Under a ranked balloting system, instead of just checking a box beside his or her choice, a voter ranks the candidates in order of preference. If, after the votes are tabulated, no candidate has a majority, there is an “instant run-off”: The least popular candidate is dropped from the ballot and the second-choice opinion of the votes of his or her supporters are counted and added to the totals. If, at that point, no candidate has a majority, another is dropped. The process continues until someone gets more than 50 per cent of the vote.

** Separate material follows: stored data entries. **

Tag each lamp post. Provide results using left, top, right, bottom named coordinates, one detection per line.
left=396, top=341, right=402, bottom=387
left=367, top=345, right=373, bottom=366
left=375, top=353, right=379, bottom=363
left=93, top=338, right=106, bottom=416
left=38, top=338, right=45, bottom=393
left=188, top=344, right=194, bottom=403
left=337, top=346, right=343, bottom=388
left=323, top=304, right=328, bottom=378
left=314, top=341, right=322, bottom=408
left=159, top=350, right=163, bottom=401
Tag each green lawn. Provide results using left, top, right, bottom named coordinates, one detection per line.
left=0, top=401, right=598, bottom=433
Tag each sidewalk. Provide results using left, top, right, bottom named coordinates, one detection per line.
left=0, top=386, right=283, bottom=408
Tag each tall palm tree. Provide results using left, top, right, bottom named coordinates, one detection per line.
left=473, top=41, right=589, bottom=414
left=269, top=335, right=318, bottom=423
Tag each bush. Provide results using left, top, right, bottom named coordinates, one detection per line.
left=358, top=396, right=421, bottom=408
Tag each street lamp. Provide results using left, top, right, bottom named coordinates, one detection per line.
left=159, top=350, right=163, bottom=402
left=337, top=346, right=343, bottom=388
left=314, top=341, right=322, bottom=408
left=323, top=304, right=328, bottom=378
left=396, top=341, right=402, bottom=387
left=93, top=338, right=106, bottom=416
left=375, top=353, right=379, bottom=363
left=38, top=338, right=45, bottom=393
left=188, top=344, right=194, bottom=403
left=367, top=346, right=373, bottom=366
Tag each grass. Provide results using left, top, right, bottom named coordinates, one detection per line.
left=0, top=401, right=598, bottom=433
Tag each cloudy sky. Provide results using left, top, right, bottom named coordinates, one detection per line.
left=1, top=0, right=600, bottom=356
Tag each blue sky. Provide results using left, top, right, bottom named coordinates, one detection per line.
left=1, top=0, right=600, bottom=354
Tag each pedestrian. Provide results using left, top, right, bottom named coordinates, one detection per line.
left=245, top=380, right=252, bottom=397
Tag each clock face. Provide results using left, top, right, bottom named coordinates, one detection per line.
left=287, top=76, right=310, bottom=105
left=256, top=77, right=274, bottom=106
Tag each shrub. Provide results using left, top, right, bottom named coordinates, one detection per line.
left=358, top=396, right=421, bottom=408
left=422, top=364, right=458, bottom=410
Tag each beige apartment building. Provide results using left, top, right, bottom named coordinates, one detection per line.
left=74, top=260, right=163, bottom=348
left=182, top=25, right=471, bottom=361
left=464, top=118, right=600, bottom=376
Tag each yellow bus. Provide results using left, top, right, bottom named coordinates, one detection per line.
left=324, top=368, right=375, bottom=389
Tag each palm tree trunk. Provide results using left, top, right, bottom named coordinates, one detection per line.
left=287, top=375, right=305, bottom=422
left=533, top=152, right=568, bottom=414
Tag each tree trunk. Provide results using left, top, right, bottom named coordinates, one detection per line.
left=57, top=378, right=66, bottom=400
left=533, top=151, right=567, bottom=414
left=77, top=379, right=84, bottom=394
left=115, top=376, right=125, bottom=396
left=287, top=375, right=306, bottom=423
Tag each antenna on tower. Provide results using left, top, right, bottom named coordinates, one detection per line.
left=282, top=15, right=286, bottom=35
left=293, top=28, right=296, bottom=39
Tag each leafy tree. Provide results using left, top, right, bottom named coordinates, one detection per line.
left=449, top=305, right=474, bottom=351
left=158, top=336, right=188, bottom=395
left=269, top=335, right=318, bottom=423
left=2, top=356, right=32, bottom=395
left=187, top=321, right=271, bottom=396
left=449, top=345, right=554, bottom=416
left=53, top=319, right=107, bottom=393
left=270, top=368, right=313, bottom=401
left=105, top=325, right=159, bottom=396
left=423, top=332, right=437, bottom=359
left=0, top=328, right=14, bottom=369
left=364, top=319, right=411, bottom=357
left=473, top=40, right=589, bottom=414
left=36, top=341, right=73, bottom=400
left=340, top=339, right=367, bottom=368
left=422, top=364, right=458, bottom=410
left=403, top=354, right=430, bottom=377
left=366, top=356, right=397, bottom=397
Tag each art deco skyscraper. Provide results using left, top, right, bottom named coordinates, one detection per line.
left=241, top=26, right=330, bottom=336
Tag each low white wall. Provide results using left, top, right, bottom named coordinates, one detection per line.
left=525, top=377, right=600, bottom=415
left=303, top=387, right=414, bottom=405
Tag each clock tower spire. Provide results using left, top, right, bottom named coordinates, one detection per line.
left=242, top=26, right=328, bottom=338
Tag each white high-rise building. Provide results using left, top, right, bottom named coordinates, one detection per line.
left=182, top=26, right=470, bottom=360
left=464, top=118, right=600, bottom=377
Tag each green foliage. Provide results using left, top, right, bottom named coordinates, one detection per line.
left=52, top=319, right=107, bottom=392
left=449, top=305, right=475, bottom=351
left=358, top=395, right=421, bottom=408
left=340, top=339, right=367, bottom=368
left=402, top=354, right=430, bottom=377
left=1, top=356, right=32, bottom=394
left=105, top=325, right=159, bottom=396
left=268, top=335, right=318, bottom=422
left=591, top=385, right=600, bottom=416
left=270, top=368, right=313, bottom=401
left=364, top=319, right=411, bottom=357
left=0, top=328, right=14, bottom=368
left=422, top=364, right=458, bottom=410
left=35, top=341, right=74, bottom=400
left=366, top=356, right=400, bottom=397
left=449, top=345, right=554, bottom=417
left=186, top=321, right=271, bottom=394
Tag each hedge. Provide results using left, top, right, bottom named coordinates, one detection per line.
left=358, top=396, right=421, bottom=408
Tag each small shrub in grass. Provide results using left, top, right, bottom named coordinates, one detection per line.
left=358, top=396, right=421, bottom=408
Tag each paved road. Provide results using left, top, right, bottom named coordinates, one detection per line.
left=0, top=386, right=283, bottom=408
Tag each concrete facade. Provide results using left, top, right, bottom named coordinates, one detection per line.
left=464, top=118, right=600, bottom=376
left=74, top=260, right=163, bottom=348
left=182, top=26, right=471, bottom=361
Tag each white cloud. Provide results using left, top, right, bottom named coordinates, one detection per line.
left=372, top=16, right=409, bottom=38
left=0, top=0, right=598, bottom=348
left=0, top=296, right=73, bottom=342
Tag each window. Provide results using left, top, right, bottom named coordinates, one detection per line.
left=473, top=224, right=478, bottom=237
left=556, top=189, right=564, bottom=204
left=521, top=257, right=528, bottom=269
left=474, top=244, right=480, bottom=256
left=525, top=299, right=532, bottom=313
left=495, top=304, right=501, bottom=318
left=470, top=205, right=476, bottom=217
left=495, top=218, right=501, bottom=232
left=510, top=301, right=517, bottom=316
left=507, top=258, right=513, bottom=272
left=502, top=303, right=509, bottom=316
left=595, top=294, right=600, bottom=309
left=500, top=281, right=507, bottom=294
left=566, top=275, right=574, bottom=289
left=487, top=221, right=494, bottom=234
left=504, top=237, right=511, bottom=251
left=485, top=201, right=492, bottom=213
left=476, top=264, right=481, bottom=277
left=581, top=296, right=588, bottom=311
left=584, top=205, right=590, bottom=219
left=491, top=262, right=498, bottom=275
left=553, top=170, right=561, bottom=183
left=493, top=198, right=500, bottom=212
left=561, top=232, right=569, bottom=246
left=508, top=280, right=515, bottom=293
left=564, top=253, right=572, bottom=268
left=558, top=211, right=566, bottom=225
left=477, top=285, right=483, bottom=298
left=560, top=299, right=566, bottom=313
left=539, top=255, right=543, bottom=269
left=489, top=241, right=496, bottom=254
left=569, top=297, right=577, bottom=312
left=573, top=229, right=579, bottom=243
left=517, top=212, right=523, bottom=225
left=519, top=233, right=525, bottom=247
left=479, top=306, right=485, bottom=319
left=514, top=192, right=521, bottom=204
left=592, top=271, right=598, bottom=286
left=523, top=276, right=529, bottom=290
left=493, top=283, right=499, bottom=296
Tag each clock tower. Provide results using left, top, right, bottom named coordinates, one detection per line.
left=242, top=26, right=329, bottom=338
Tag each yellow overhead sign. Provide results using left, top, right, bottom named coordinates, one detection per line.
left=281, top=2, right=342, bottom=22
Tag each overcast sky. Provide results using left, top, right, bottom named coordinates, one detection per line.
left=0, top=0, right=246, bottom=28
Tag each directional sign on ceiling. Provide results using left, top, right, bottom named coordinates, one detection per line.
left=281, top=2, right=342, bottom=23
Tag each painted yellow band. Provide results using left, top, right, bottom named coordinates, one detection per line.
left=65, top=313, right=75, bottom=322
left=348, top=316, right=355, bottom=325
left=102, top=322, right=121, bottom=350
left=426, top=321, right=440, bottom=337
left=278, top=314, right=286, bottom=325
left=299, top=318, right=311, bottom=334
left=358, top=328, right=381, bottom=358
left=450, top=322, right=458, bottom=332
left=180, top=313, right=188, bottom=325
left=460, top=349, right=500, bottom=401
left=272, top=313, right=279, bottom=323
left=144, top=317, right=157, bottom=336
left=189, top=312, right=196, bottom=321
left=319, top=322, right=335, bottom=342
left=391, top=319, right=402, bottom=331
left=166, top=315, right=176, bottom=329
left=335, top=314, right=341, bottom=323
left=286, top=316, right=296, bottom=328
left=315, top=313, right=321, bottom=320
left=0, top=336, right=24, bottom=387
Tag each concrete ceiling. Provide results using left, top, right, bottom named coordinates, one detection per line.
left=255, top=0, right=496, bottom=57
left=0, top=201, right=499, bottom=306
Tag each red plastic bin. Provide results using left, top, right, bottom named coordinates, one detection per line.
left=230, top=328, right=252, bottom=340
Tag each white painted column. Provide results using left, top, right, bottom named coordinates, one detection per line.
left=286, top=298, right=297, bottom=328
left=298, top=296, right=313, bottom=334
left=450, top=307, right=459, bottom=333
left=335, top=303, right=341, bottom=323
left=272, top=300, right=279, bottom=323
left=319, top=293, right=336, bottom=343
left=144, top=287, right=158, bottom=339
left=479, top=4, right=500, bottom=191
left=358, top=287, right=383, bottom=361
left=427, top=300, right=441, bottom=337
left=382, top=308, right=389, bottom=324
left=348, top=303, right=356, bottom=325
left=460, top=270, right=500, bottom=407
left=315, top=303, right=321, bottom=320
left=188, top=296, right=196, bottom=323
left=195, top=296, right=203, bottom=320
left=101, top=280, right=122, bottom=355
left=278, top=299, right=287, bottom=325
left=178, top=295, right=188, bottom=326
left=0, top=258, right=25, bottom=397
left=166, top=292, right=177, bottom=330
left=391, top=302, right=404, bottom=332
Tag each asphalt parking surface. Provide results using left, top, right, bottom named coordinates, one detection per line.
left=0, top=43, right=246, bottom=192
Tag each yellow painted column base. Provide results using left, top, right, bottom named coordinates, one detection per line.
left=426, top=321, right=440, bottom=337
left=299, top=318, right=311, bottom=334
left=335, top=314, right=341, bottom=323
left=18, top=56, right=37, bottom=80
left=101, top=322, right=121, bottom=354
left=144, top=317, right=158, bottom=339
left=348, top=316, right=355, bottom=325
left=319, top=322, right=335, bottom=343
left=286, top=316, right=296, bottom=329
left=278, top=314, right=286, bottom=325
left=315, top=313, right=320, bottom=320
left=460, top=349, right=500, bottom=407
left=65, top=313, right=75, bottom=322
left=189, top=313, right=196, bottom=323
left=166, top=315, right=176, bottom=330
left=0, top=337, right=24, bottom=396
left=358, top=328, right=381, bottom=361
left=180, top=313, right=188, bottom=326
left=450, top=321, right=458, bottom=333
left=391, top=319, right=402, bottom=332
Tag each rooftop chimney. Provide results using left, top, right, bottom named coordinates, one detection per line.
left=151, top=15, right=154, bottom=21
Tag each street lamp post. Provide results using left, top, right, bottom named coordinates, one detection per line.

The result more accurately reflects the will of the electorate, ensuring that a majority of the voters at least gave some support to the eventual winner. The ranked system also transforms the process. Right now, many candidates are discouraged from running for fear of “splitting the vote,” and many who do run are essentially ignored as “fringe candidates,” since voting for a candidate who appears unlikely to receive broad support amounts to wasting one’s ballot. Consequently, the campaign focuses on a tiny number of perceived frontrunners, who debate a few prominent wedge issues and ignore whatever ideas other candidates might have brought to the table. Ranked balloting solves this problem, ensuring that a range of aspirants from similar points on the political spectrum won’t punish each other more than their ideological opponents. Each voter can support the candidate they like most, without fearing that selection will wind up benefiting the candidate they hate the most.
Ranked balloting is a transformative system that I normally wouldn’t write much about because, like a fringe candidate in our current structure, it’s seemed so unlikely to have a local breakthrough. But come this fall, we might actually start the process of implementing ranked balloting here. It would lead to better elections, and produce better results. I vote for that.